Joy Curtis

Skeleton Woman

December 4 - January 9, 2021

Opening Reception : December 5, 2020 2-6 pm


Joy Curtis, Plants and Animals, 2020 (detail)Indigo, Osage orange, cochineal, walnut, madder and procion dyes on cotton, metal, spandex, sea sponges and raffia72 × 66 × 16 inches, 182.88 × 167.64 × 40.64 cm

Press Release

The man became drowsy, slid under his sleeping skins, and soon was dreaming. And sometimes as humans sleep, you know, a tear escapes from the dreamer’s eye; we never know what sort of dream causes this, but we know it is either a dream of sadness or longing. And this is what happened to the man. Skeleton Woman saw the tear glisten in the firelight and she became suddenly soooo thirsty. She tinkled and clanked and crawled over to the sleeping man and put her mouth to his tear.
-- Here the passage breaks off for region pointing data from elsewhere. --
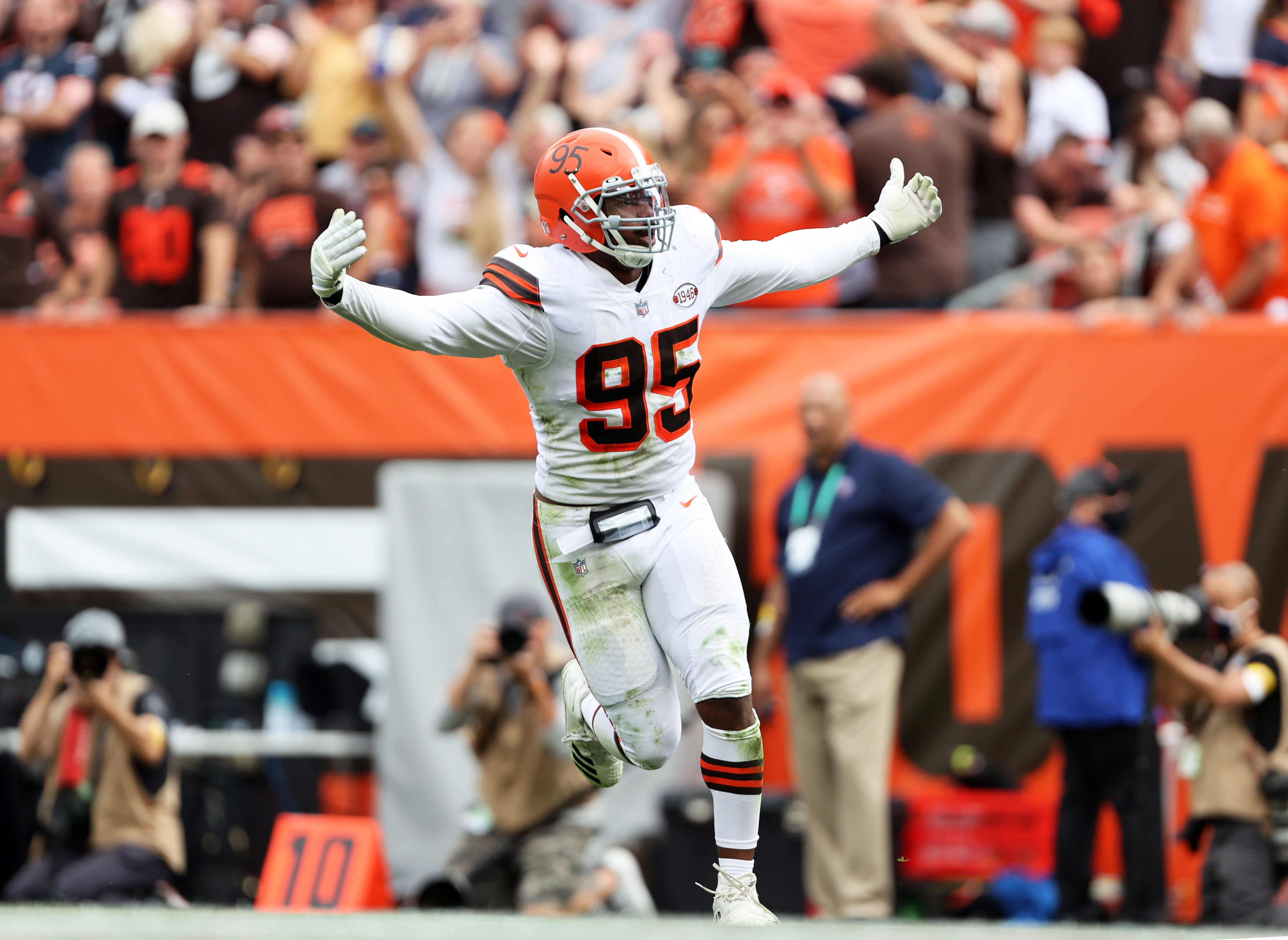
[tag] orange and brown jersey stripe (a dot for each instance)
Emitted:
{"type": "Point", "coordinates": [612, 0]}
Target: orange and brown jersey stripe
{"type": "Point", "coordinates": [513, 281]}
{"type": "Point", "coordinates": [733, 777]}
The single tear was like a river and she drank and drank and drank until her many-years-long thirst was slaked. While lying beside him, she reached inside the sleeping man and took out his heart, the mighty drum. She sat up and banged on both sides of it: Bom Bomm!…..Bom Bomm! As she drummed, she began to sing out “Flesh, flesh, flesh! Flesh, Flesh, Flesh!” And the more she sang, the more her body filled out with flesh. She sang for hair and good eyes and nice fat hands. She sang the divide between her legs, and breasts long enough to wrap for warmth, and all the things a woman needs. And when she was all done, she also sang the sleeping man’s clothes off and crept into his bed with him, skin against skin.

— from “Skeleton Woman” an Inuit story as told by Clarissa Pinkola Estés

Klaus von Nichtssagend Gallery is happy to announce Joy Curtis’s new solo exhibition, Skeleton Woman. This show comprises anthropomorphic sculptures created from hand-dyed canvas, commercially printed fabrics, and cast bronze. Each work’s multivarious elements carry meaning from their sources and cultural histories, pointing to an agricultural and colonial framework built on extractive capitalism and subjugation. By using an array of history-laden materials, Curtis creates visual fables that point to a wish for reckoning and healing in Western culture. Her practice involves research on the origins of commercial fabrics from Dutch wax cloth and indigo to the original dyes used to make the American flag. She layers and juxtaposes decisively contemporary cloths (spandex printed to resemble blue jeans or snakeskin) with others she has dyed herself using pre-modern techniques from a wide range of cultures, as well as ones using contemporary synthetic dyes.

Many of the works’ titles – for example, Ghost Dance, The Inner Hospital, and Plants and Animals – signal that each sculpture describes a rich inner world, one which can be deciphered through its material references, but not fully understood. A knotting of cultures is evident in Wonder Valley Channel, which is made of spandex printed in a snakeskin pattern, sewn into stuffed tubes and snaked through a lattice of natural canvas and looping copper wire. Animal Medicine has mammalian shadow puppets peeking up behind screens of indigo-dyed silk. Beneath the menagerie are two figure-like columns made of canvas with feet and hands sewn from Indonesian batik prints and Dutch wax cloth.

Joy Curtis lives and works in Brooklyn, New York. She has exhibited recently at Ohio University Art Gallery, Ceysson & Bénétière, and Pelham Arts Center. Her work was included in the “Found Outside” exhibition at the Aldrich Contemporary Art Museum. Her practice has been covered in the New Yorker, Hyperallergic, Time Out New York, and Artcritical.